Step 6a - Assume the asset value of the element is $2395. Calculate the "would-be" depreciation of the month by multiplying the asset value by the declining ratio from Step 5 (0.042):

$2395 x .042 = $100.59

Step 6b - Assume the salvage value is $100. Determine if the asset value after depreciation is less than the salvage value by using the following formula:

Asset value of the month ($2395) - Depreciation for the month ($100.59) = $2294.41

Since the $2294.41 (the depreciated asset value) is greater than the salvage value ($100), the asset value for the month is $2294.41. Go to Step 6c. The management server repeats Steps 6a through 6c for 12 months (the delta from Step 3), unless the depreciated asset value reaches the salvage value or 0 if the salvage value is not specified.

Calculating Double Declining Balance

The Double Declining Balance method and the Fixed Declining Balance are very similar. The difference is that instead of using the depreciation ratio determined by (1.0 / life), the management server doubles the ratio to increase the rate of depreciation. This provides for a more realistic depreciation when your asset tends to lose its value in the early part of its life. For instance, a new car’s blue book value decreases dramatically once it is sold and driven off the lot of the car dealership.

These instructions describe how the management server performs the double declining balance calculation. An example is provided for each step so that you can try the calculations for yourself:

1.The management server rolls back the purchase date to the beginning of the purchase month. If the purchase date is later than today (for example, a future purchase), then the purchase date is roll back to today.

Example: Assume the purchase date of an element is January 15, 2003. The management server adjusts the purchased date to January 1, 2003 when calculating months to depreciate.

2.It determines the period ending date. This is equivalent to the last day of the previous full month.

Example: Assume today's date is January 9, 2004. The management server sets the period ending to December 31, 2003.

3.The management server calculates the delta between purchase date and the period ending. This determines how many months worth of depreciation amount the management server need to take into account.

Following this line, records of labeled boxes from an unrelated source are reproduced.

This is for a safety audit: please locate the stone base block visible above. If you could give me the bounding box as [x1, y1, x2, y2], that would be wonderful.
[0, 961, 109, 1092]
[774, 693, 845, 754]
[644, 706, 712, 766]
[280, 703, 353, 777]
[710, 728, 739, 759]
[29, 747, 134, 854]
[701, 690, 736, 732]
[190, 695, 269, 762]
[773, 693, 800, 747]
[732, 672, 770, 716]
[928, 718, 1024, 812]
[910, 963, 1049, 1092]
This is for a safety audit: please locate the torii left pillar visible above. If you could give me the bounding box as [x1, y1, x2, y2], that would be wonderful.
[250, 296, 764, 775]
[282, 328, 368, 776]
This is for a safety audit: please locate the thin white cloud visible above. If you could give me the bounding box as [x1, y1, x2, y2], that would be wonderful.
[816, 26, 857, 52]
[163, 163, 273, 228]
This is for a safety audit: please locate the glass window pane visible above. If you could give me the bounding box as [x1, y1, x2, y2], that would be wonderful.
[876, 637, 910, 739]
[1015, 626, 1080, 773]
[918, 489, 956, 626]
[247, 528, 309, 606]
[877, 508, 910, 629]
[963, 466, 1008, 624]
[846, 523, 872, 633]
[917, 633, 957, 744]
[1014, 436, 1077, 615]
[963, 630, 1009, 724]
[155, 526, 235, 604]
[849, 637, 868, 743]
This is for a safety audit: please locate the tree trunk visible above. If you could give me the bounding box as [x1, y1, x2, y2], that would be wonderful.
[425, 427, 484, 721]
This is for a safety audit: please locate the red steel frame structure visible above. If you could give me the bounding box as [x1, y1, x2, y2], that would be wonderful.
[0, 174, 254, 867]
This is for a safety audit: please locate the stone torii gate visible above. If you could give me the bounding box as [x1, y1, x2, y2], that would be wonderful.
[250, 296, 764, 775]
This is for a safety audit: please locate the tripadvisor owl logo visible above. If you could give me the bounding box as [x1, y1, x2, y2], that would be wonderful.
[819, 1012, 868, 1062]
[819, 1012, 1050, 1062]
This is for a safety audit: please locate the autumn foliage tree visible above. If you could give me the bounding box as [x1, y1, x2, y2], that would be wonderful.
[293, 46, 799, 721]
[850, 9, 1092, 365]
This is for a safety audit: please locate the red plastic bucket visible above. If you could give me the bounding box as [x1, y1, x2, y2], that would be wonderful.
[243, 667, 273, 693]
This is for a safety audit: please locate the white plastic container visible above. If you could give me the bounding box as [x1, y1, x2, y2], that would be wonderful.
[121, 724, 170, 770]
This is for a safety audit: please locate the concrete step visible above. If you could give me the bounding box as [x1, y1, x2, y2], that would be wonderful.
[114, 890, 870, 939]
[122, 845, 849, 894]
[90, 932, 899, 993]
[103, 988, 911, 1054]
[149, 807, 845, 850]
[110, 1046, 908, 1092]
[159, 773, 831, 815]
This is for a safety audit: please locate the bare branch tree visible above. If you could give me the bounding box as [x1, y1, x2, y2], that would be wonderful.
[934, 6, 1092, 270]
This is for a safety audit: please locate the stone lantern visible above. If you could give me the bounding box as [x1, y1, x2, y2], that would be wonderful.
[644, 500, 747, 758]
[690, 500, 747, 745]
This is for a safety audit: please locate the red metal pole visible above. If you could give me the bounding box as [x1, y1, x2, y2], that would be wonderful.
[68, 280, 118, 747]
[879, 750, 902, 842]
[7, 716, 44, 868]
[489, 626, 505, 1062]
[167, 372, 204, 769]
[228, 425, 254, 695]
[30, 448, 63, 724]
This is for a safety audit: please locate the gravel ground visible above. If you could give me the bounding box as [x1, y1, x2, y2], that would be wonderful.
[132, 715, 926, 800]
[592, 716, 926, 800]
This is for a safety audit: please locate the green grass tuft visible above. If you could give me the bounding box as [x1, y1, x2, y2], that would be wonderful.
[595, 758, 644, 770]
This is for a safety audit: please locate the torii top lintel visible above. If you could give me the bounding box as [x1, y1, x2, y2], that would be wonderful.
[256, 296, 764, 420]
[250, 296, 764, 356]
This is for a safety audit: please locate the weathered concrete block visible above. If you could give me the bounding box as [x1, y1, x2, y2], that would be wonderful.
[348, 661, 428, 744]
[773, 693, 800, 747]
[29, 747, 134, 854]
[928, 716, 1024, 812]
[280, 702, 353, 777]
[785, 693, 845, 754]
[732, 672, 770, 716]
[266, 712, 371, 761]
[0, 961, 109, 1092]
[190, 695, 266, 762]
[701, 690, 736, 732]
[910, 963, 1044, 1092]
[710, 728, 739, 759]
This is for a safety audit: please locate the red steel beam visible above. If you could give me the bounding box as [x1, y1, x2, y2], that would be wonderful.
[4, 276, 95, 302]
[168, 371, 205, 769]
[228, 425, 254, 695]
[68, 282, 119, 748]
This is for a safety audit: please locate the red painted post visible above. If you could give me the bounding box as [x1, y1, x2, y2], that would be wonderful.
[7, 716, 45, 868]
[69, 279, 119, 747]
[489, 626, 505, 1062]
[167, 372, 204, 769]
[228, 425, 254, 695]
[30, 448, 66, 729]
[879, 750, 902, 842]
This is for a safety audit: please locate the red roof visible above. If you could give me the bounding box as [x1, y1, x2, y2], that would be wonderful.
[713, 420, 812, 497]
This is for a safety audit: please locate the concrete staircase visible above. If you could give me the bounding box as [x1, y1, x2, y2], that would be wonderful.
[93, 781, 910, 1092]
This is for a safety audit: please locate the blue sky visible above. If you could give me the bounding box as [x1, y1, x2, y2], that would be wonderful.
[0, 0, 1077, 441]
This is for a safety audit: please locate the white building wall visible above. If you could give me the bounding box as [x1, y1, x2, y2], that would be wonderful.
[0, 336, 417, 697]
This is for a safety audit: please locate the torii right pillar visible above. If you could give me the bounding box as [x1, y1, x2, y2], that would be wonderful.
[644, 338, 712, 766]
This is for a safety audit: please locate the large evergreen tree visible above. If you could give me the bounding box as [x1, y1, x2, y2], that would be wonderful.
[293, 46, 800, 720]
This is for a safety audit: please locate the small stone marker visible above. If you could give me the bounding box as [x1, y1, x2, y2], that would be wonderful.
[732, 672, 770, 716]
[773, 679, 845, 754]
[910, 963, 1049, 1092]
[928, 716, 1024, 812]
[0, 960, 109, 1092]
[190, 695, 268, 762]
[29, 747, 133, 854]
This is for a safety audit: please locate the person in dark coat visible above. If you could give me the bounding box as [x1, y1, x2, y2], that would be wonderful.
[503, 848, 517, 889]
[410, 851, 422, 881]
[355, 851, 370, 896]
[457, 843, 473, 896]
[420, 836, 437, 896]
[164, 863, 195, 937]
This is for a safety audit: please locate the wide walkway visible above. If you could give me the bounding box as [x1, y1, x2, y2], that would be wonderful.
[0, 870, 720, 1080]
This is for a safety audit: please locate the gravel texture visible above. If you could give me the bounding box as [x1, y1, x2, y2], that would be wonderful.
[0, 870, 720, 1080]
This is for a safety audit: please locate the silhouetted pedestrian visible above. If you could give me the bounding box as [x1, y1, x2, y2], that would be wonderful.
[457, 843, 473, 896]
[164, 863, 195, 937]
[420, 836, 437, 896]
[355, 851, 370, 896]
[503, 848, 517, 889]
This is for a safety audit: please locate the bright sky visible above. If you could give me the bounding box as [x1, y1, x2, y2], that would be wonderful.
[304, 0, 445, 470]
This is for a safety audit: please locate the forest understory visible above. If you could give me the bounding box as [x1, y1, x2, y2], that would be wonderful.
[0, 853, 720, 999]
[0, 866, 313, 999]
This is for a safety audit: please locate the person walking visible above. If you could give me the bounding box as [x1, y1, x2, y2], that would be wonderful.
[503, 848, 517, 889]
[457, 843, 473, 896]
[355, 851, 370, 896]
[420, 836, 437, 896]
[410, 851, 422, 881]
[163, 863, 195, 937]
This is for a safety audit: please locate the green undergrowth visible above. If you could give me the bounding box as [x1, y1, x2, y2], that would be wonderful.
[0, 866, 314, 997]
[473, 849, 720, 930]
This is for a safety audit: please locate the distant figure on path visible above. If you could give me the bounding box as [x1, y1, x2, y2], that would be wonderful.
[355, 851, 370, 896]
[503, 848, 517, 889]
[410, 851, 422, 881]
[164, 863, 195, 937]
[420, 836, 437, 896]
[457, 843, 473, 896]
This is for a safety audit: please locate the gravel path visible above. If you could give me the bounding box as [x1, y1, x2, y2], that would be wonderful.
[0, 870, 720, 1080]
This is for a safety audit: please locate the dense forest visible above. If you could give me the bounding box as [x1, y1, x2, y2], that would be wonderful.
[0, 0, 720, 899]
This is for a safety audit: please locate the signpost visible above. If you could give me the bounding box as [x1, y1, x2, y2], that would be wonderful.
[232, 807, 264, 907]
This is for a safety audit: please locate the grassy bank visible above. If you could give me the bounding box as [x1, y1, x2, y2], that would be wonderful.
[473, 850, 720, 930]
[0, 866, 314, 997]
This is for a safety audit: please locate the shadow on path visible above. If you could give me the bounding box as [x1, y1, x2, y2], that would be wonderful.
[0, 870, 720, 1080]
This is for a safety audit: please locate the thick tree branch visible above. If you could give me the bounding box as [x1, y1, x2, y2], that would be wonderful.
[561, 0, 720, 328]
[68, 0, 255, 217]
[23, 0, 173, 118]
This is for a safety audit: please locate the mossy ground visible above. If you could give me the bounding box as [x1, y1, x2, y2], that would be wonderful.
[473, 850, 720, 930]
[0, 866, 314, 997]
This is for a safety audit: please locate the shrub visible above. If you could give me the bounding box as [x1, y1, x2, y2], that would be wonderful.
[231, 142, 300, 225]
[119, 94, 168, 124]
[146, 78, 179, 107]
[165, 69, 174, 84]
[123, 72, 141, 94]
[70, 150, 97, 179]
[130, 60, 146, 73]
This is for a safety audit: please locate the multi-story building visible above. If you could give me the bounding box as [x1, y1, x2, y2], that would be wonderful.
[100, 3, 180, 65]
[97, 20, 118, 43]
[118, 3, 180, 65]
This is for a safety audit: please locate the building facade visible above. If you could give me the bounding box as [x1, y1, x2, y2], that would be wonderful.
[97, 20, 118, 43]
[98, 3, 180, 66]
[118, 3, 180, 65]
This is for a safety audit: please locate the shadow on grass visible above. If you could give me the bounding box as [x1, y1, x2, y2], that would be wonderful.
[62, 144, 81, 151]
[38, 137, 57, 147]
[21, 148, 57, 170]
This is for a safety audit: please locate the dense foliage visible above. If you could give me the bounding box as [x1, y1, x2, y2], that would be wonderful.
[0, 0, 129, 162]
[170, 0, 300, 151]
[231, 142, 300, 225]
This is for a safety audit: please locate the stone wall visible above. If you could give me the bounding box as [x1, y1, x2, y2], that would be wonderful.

Example: Using the examples from the previous two steps, the delta is 12 months (January 1, 2003 - December 31, 2003).

4.The management server takes the user-specified depreciation period and use it as the life of the asset.

Example: Let's assume the depreciation period is 24 months and that it is also the life of the asset.

5.The management server calculates the declining ratio using this formula: (1.0 / life)*2. This determines the rate at which depreciation should occur each month.